In this room, there are fourteen chairs. The air in the room suggests it has just emptied or is just about to fill. The chairs form a crooked circle. They don’t look comfortable or inviting. And yet

in this room, there are fourteen chairs and one woman. She dozes or pretends to doze or tries to doze. Her chin is sunk against her chest and her eyes are closed. Her arms are folded and her left hand grips the handle of her handbag. As if the empty chairs might try to steal it. But then

in this room, there are fourteen chairs and one woman and a podium. The mic is live and faintly thumps the footsteps of someone just beyond the door.
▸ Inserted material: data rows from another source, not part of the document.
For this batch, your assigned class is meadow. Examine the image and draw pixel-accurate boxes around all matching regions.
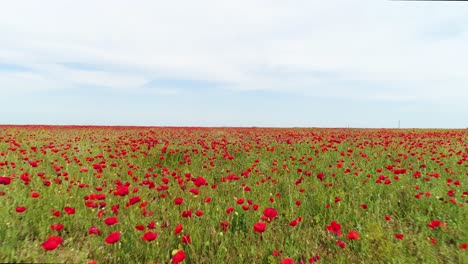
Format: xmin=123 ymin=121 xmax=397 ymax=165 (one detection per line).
xmin=0 ymin=126 xmax=468 ymax=263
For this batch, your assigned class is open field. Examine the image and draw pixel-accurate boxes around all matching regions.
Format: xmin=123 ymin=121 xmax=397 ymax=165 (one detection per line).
xmin=0 ymin=126 xmax=468 ymax=263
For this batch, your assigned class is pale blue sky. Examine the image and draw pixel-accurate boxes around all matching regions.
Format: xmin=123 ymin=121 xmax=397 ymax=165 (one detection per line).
xmin=0 ymin=0 xmax=468 ymax=128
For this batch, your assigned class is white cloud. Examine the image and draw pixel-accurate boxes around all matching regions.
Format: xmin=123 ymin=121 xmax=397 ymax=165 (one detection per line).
xmin=0 ymin=1 xmax=468 ymax=101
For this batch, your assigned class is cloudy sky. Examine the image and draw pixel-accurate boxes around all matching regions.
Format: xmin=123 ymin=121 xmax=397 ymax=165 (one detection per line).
xmin=0 ymin=0 xmax=468 ymax=128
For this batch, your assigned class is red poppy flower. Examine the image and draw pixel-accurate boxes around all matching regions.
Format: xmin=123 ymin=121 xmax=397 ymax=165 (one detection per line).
xmin=104 ymin=216 xmax=119 ymax=225
xmin=141 ymin=232 xmax=158 ymax=241
xmin=263 ymin=208 xmax=278 ymax=220
xmin=219 ymin=221 xmax=229 ymax=232
xmin=348 ymin=230 xmax=359 ymax=240
xmin=180 ymin=234 xmax=192 ymax=244
xmin=88 ymin=226 xmax=101 ymax=235
xmin=50 ymin=224 xmax=64 ymax=231
xmin=174 ymin=197 xmax=184 ymax=205
xmin=174 ymin=224 xmax=183 ymax=235
xmin=336 ymin=240 xmax=346 ymax=248
xmin=280 ymin=258 xmax=294 ymax=264
xmin=63 ymin=206 xmax=76 ymax=215
xmin=254 ymin=222 xmax=267 ymax=233
xmin=0 ymin=176 xmax=11 ymax=185
xmin=171 ymin=250 xmax=185 ymax=264
xmin=16 ymin=206 xmax=26 ymax=213
xmin=226 ymin=206 xmax=234 ymax=214
xmin=427 ymin=220 xmax=446 ymax=229
xmin=327 ymin=221 xmax=341 ymax=236
xmin=41 ymin=236 xmax=63 ymax=250
xmin=105 ymin=232 xmax=120 ymax=244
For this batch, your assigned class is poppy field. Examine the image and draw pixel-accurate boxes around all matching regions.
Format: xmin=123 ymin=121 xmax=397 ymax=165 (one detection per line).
xmin=0 ymin=126 xmax=468 ymax=263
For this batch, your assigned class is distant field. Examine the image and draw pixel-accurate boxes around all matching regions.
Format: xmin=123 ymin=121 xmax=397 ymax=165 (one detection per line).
xmin=0 ymin=126 xmax=468 ymax=263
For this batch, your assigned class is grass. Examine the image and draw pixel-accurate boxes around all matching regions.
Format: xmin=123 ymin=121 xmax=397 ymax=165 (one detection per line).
xmin=0 ymin=126 xmax=468 ymax=263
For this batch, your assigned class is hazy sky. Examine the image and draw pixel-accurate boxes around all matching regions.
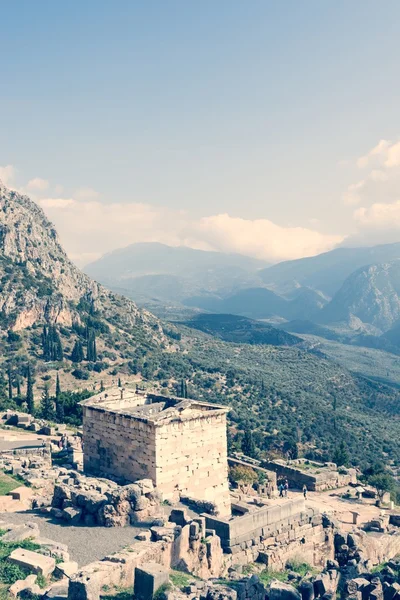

The woman doesn’t move but her breathing indicates that she never was or is no longer dozing. She doesn’t move. Not even when the door shuffles open or clicks closed. And suddenly

in this room, there are fourteen chairs and one woman and a podium and thirteen vapid men. They drag their heels between the chairs that become no more comfortable or inviting with time or rotation. They open and close their mouths in greetings that never reach enthusiasm or basic human animation. They vaguely realize that

in this room with fourteen chairs and one woman and a podium and thirteen vapid men something isn’t right. They believe that someone forgot the pitcher of water and carafe of coffee that usually accompany such rooms. The woman never flinches and never explains. And she doesn’t sleep.